An object of the present disclosure is to provide for a spatial audio processing system comprising an environmental and physical model of an acoustic space as a waveguide and an adaptive whitening filter that are then used to process the audio input. In accordance with certain embodiments, both direct and indirect propagation paths between a target source and a transducer array, as well as modes and other aspects of the space, are incorporated into the model.
An object of the present disclosure is to provide for a spatial audio processing system that enables model parameters to be estimated, stored, retrieved, and used at a later time in an acoustic environment where the gross reflective parameters of the space and the locations of the array and target source(s) have not changed significantly. In addition, the model parameters can be adapted as they change. Furthermore, this disclosure enables the detection and location of new sources that enter the acoustic space. This is accomplished by correlating the signals received by the array with the Green's Functions already modeled for each hypothetical sound source location in the space.
An object of the present disclosure is to provide for a spatial audio processing system that provides for significant separation of target sources even when there are fewer microphones than real and virtual (i.e., reflected images of) noise sources (i.e., the under-determined mathematically case). In accordance with certain embodiments, the spatial audio processing system provides enhancement to target sounds emanating from a point source and reduction of non-desired sounds emanating from elsewhere than the targeted point source location, rather than filtering an audio input solely based on a sound wave's direction of arrival (i.e., along or within a “beam” as a conventional beamformer does). In accordance with certain embodiments, the system may provide for 15 dB (decibels) or more of additional signal-to-noise ratio (SNR) improvement compared to prior art beamforming techniques, while using far fewer transducers.
An object of the present disclosure is to provide for a spatial audio processing system that does not require knowledge of the array configuration, location, or orientation for improving SNR, regardless of whether the array transducers are co-located or distributed around an acoustic space (unless the particular application specifically requires visualizing or otherwise reporting the relative or absolute location of sound sources).
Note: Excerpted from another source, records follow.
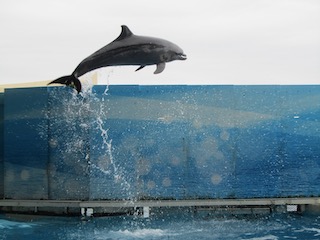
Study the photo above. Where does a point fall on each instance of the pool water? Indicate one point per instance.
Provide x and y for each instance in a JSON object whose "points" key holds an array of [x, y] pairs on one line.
{"points": [[175, 226]]}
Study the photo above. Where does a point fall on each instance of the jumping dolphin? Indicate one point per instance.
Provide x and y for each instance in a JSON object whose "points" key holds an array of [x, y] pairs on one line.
{"points": [[127, 49]]}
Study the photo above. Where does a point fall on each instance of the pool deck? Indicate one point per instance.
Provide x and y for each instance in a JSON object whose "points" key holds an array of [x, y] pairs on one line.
{"points": [[160, 203]]}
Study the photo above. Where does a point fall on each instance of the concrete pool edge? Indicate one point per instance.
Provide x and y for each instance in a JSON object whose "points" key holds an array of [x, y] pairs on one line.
{"points": [[111, 207]]}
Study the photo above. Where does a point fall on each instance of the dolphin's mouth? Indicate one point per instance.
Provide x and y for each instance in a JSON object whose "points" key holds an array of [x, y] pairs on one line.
{"points": [[182, 56]]}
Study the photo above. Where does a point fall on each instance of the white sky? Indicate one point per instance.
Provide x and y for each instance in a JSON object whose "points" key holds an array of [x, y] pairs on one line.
{"points": [[226, 41]]}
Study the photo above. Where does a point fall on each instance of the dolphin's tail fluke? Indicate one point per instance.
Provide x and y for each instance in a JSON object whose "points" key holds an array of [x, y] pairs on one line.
{"points": [[70, 80]]}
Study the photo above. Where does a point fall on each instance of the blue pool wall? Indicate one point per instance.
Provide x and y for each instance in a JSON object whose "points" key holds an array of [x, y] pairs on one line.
{"points": [[161, 142]]}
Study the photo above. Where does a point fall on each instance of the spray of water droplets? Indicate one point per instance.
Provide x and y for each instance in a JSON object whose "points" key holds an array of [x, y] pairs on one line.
{"points": [[72, 120]]}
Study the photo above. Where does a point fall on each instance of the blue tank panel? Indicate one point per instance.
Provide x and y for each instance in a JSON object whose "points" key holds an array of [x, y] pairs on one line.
{"points": [[162, 142], [25, 144], [1, 144]]}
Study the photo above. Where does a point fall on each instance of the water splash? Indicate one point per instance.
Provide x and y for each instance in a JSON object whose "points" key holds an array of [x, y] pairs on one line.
{"points": [[72, 121]]}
Specific embodiments of the present disclosure provide for a spatial audio processing system that employs short “glimpses” of sound that originate from a target source location to derive propagation characteristics of sounds from that location, and from the sounds captured by the transducer array extracts the sound that emanated from the target source location by discriminating all audio inputs according to the propagation characteristics of the target source location, with the overall effect of significantly reducing any and all sounds that emanated from a location other than the glimpsed one. The embodiment allows a plurality of locations in the same acoustic space to be so modeled simultaneously or sequentially using this system and method. According to certain embodiments, any arbitrary sound can be used for training in the same band of audio frequencies, even if the sound is not used in its entirety, such as when interferers are too loud relative to the target sound for modeling. The glimpse can instead be assembled from sounds sampled at various points in a time stream as long as the physical locations of the array and point source have not changed significantly. In accordance with certain preferred embodiments, the system utilizes an accumulation of approximately two seconds of accumulated glimpsing of sound from a target source location, though more glimpses of sound can be used to improve performance in many situations. In accordance with certain embodiments, model parameters (including the Green's Function parameters) can be filtered to weight stronger components over weaker ones to improve measurements that contain sounds from other (non-desired) locations.
Further objects of the present disclosure provide for a spatial audio processing system to overcome deficiencies associated with prior art single channel noise reduction techniques that are ineffective against noises that have similar time-frequency distributions as the target source.
Further objects of the present disclosure provide for a spatial audio processing system to overcome deficiencies associated with prior art multi-channel noise reduction techniques that require noise references constrained to a limited number of situations.
Further objects of the present disclosure provide for a spatial audio processing system to overcome deficiencies associated with prior art multi-channel techniques, such as beamforming and blind source separation, that require a large number of microphones and additional prior knowledge—such as spatial locations of each element in the array of transducers, noise statistics of the current acoustic space, transducer array calibration, target source location(s), and noise source location(s).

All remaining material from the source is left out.